Some select statistics [1]:

\- According to the National Victim Center, 683,000 women are raped each year.
(1992)

\- Sexual assault is reported by 33-46% of women who are being physically
assaulted by their husbands. (AMA 1995)

\- 6 out of 10 rapes are reported by victims to have occurred in their own
home or home of a friend, relative or neighbor. (US Dept. of Justice 1997)

\- In a study of 6,000 students at 32 colleges in the US, 42% of rape victims
told no-one and only 5% reported it to the police. (Warshaw 1994)

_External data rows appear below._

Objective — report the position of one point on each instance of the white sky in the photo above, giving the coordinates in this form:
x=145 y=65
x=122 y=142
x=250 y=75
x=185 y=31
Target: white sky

\- Only 2% of rapists are convicted and imprisoned. (US Senate Judiciary
Committee 1993)

\- 77% of rapes are committed by someone known to the person raped. (Bureau of
Justice Statistics 1997)

\- _In a 1999 longitudinal study of 3,000 women, researchers found women who
had been victimized before were seven times more likely to be raped again.
(Acierno, Resnick, Kilpatrick, Saunders and Best, Jnl. of Anxiety Disorders
13, 6.)_

Now the possibly unpopular part:

When I was growing up, there was a popular radio show on called Loveline (it
might still be on) hosted by Dr. Drew Pinsky (an addiction medicine
specialist) and Adam Carolla. As a teen it was fun to listen to people calling
in with various oddball sex and relationship questions. But about once a show,
some poor girl would call in with a sad story about all the abusive boyfriends
they had had. _Every Single Time_ Dr. Drew would ask the question "who abused
you when you were little?" and _every single time_ there was somebody in the
girl's family who had physically, emotionally or sexually abused her.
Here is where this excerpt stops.